Annotation Call November 11, 2014
GAF checks on Jenkins Dashborad
1) For terms like transport and transporter activity, transcription factor/transcription do we have guidelines on if we should add col-16 data to both aspects?
2) chromatin, new relationship 'RO_0002008: Conincident with' (no underscore)
PMID:22426534 uses ChIP to show that pombe Pfh1 localizes to regions within chromatin where the DNA sequence contains replication fork barriers (e.g. SO:0001914) and at some specific highly transcribed genes. I can easily annotate to nuclear chromatin in CC, but there's important specificity to put in extensions if possible.
Application of the new RO_0002008: Conincident with relationship: definition "A relation that holds between two linear structures that are adjacent or overlapping and are approximately parallel to each other for their entire length. "^^string comment "Example: if we define region of chromosome as any subdivision of a chromosome along its long axis, then we can define a region of chromosome that contains only gene x as 'chromosome region' that coincident_with some 'gene x', where the term gene X corresponds to a genomic sequence."
Resulting annotation: pombe Pfh1 GO:0000790 nuclear chromatin IDA, Annotation extension:RO_0002008: Coincident with SO:0001914 replication fork barriers
Annotation of ChIP data
Discussed [wiki page] and [source forge] In summary A ChIP experiment does not indicate whether interaction is direct or not since chromatin complexes are all cross-linked with DNA, they only show colocalization.

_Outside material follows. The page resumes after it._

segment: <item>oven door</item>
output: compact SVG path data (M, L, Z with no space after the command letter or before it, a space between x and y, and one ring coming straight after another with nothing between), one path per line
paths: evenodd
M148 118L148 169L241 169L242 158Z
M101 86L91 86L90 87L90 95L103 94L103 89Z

General agreement that it is acceptable to annotate to the Cellular Component term 'chromatin' (or child terms) with SO and Gene IDs in the annotation extension field using the 'Coincident with' relationship (as above). Use SO terms to specify the DNA element (e.g. UAS, FRE, TCS etc)
Need clarification on annotation to a Molecular Function term: chromatin binding (or child terms)
Is it acceptable to annotate to chromatin binding (MF term, or child terms) based on ChiP data; with occurs_at SO and/or has_direct_input Gene IDs in the annotation extension field?
Need to consider whether the authors have used appropriate controls if including SO and Gene IDs
Is it acceptable to annotate to DNA binding (MF term, or child terms) based on ChiP data if the authors are confident that the protein is a DNA binding protein? (e.g. http://www.pombase.org/spombe/result/SPBC32H8.11).
Next Call (Preview)
small conjugating enzyme ontology development (DavidH and Val)
1) The ontology edits are complete for all of the ubiquitin and other small conjugating enzymes. There are three parents: activating enzyme activity (E1), conjugating enzyme activity (E2) and ligase activity (E3)
2) Now all of the annotations for these need to be checked. We need a strategy for this re-annotation.
Checkpoint terms guidelines
In attendance: Rama, Moni, Suzi, Edith, Kimberly, Midori, Donghui, Stacia, Pascale, Rachael, Prudence, Judy, Susan, Jane, Paola, Alex, David, Tanya, Li
- Jenkins dashboard
- several different files
- GAF validation report - tells which are the offending rows and why
- we want feedback if the reports are not informative enough
- will report both hard and soft checks (e.g., do not manually annotate)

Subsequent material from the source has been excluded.